Brij Mangal Rai established Shri Sarvoday Inter College in Khardiha village in the year of 1952. He made Khardiha an educational center by establishing BTC training center and a Degree College. Due to his pioneering task thousand of rural youth got the opportunity for better education. Many of these student achieved greater heights in their professional career. It was Brijmangal Rai who identified the talented Hindi writer Veveki Rai and appointed him as a teacher in his newly founded secondary school. He was also instrumental in establishing Swami Sahajanand Post Graduate College in Ghazipur. He was treasurer of the management committee of the College.

==Achievements==
Although he never contested any assembly or Lok Sabha election but he ensured victory of congress candidate from his assembly constituency five continuous terms. Babu Vijay Shankar Singh (MLA) and Mantri Ji had excellent bonding and trust on each other. He served as member of Pradesh Congress Committee but he didn't ask for any political favour. He had close rapport with Sucheta Kriplani (Ex. Chief Minister of Uttar Pradesh) and Chandra Bhanu Gupta (also an Ex. CM of Uttar Pradesh). On his invitation Sucheta Kriplani visited his native place Khardiha and inaugurated Mahila Praudh Sikhsa Kendra along with BTC training center.

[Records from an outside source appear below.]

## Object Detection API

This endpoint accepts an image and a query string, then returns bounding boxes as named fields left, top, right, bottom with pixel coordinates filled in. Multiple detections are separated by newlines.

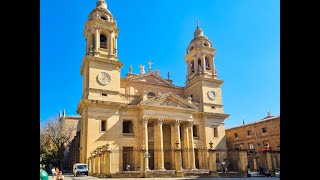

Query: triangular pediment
left=130, top=72, right=172, bottom=86
left=140, top=92, right=198, bottom=110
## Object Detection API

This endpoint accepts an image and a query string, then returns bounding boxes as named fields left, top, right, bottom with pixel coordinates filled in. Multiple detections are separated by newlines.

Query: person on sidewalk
left=56, top=171, right=65, bottom=180
left=51, top=167, right=56, bottom=179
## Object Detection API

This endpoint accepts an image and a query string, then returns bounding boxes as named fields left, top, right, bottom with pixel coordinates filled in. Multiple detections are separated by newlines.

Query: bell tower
left=185, top=21, right=217, bottom=82
left=77, top=0, right=124, bottom=163
left=80, top=0, right=122, bottom=100
left=184, top=21, right=225, bottom=113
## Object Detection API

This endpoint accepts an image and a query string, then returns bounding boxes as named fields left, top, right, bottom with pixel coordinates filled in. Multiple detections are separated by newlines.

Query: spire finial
left=147, top=60, right=153, bottom=72
left=63, top=109, right=66, bottom=117
left=167, top=72, right=170, bottom=80
left=194, top=19, right=204, bottom=38
left=96, top=0, right=107, bottom=10
left=129, top=65, right=132, bottom=73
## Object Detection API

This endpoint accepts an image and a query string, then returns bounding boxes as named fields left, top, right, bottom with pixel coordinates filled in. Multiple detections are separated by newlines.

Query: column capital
left=182, top=121, right=193, bottom=127
left=154, top=118, right=164, bottom=125
left=141, top=117, right=149, bottom=124
left=171, top=120, right=181, bottom=127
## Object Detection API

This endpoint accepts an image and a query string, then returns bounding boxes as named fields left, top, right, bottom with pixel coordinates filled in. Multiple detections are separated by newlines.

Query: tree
left=40, top=116, right=76, bottom=169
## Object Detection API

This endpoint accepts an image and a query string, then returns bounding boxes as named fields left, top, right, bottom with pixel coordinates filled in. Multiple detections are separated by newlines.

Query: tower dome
left=194, top=21, right=204, bottom=38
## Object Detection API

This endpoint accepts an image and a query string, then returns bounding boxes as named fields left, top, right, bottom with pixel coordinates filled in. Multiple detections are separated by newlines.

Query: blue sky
left=40, top=0, right=279, bottom=128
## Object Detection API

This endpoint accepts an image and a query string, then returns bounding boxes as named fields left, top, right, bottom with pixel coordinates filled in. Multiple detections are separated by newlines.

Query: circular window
left=101, top=16, right=107, bottom=20
left=207, top=90, right=216, bottom=100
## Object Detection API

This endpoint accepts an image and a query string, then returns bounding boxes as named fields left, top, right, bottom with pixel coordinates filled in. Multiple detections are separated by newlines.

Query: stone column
left=115, top=36, right=118, bottom=56
left=208, top=147, right=218, bottom=177
left=141, top=118, right=149, bottom=170
left=97, top=154, right=101, bottom=174
left=194, top=57, right=198, bottom=74
left=86, top=29, right=90, bottom=54
left=266, top=151, right=273, bottom=170
left=272, top=153, right=277, bottom=170
left=91, top=155, right=95, bottom=174
left=276, top=152, right=280, bottom=168
left=154, top=118, right=165, bottom=170
left=108, top=31, right=112, bottom=54
left=187, top=121, right=196, bottom=170
left=94, top=151, right=99, bottom=175
left=211, top=56, right=215, bottom=74
left=201, top=55, right=206, bottom=74
left=198, top=147, right=205, bottom=169
left=253, top=158, right=257, bottom=170
left=181, top=123, right=190, bottom=169
left=174, top=142, right=183, bottom=177
left=187, top=61, right=190, bottom=78
left=171, top=120, right=181, bottom=170
left=95, top=27, right=100, bottom=52
left=102, top=144, right=111, bottom=177
left=238, top=150, right=248, bottom=172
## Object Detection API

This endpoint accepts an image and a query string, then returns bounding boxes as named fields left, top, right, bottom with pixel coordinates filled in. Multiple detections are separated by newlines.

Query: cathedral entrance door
left=123, top=147, right=133, bottom=171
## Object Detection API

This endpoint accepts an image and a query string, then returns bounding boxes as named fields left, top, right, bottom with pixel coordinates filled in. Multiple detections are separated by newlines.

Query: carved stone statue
left=139, top=65, right=145, bottom=74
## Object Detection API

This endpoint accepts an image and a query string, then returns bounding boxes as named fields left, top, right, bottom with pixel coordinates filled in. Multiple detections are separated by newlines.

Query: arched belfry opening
left=100, top=34, right=107, bottom=49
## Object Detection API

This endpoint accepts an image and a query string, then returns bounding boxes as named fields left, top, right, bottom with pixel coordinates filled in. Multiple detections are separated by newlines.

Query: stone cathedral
left=77, top=0, right=229, bottom=177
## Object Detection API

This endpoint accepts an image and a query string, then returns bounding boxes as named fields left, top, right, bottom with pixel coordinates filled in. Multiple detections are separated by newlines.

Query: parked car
left=73, top=163, right=88, bottom=176
left=275, top=169, right=280, bottom=178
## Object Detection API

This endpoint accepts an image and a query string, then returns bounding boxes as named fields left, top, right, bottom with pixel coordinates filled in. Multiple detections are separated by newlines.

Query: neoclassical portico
left=139, top=116, right=198, bottom=171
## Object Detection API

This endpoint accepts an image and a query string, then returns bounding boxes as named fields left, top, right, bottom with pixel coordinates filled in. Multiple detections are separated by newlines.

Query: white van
left=73, top=163, right=88, bottom=176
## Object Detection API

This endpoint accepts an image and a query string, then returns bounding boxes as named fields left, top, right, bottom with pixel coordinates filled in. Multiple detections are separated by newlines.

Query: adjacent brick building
left=225, top=113, right=280, bottom=171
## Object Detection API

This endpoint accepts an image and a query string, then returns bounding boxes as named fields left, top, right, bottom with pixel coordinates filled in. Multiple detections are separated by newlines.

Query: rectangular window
left=247, top=130, right=252, bottom=136
left=101, top=120, right=106, bottom=132
left=123, top=121, right=133, bottom=134
left=213, top=127, right=218, bottom=137
left=234, top=133, right=238, bottom=139
left=262, top=127, right=267, bottom=133
left=102, top=93, right=107, bottom=96
left=248, top=143, right=254, bottom=150
left=193, top=125, right=198, bottom=137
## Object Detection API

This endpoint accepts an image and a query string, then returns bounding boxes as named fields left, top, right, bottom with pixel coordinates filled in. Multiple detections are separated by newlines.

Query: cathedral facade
left=77, top=0, right=229, bottom=176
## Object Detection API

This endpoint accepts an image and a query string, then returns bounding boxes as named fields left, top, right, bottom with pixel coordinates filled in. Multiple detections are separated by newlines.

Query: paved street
left=50, top=173, right=279, bottom=180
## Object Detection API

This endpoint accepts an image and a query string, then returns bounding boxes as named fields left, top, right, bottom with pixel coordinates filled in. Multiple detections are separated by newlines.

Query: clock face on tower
left=97, top=72, right=111, bottom=86
left=207, top=90, right=216, bottom=100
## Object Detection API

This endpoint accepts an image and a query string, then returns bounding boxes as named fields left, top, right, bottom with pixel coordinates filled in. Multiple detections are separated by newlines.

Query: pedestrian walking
left=51, top=167, right=56, bottom=179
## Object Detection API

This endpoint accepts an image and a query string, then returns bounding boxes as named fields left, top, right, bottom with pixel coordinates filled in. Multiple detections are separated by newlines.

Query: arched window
left=101, top=16, right=107, bottom=20
left=204, top=42, right=209, bottom=47
left=205, top=56, right=210, bottom=70
left=191, top=61, right=195, bottom=73
left=147, top=92, right=156, bottom=99
left=189, top=46, right=194, bottom=52
left=100, top=34, right=107, bottom=49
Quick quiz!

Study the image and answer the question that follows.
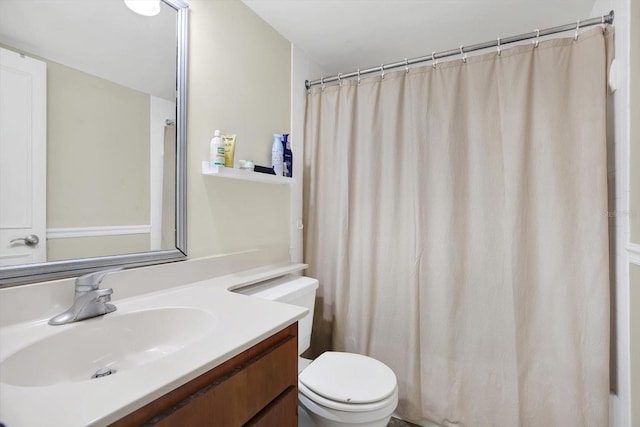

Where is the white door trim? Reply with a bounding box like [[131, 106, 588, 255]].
[[47, 225, 151, 239]]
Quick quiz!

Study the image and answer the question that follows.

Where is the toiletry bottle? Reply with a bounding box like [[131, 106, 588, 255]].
[[272, 134, 284, 176], [210, 130, 225, 166], [223, 134, 236, 167], [282, 134, 293, 178]]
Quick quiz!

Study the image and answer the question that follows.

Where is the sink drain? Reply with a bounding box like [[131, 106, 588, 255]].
[[92, 367, 116, 379]]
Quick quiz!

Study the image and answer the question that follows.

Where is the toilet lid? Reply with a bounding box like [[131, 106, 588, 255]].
[[298, 352, 397, 404]]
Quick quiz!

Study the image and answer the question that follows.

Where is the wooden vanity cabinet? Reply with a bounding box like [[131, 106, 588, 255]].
[[110, 323, 298, 427]]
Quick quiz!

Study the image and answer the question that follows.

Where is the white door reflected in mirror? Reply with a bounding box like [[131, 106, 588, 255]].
[[0, 48, 47, 266]]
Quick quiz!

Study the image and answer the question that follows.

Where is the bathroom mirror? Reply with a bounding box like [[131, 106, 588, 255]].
[[0, 0, 188, 286]]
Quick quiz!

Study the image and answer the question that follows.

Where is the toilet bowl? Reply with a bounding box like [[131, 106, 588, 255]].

Babu Brij Mangal Rai devoted his entire life for the betterment of rural people of Ghazipur district. That is why he is remembered as 'Malviya Ji' of Ghazipur.

==Death and legacy==
Brij Mangal rai was a devotee of Bhagwan Shiv. His lived a life of disciplined yogi. As a true Gandhian his attire was khadi dhoti only. Instead of dhoti he hardly wore any cloth in upper part of his body. Although being a political person he lived an unblemished or spotless life of 84 years. Due to disciplined life he never experienced health problem till the very old age.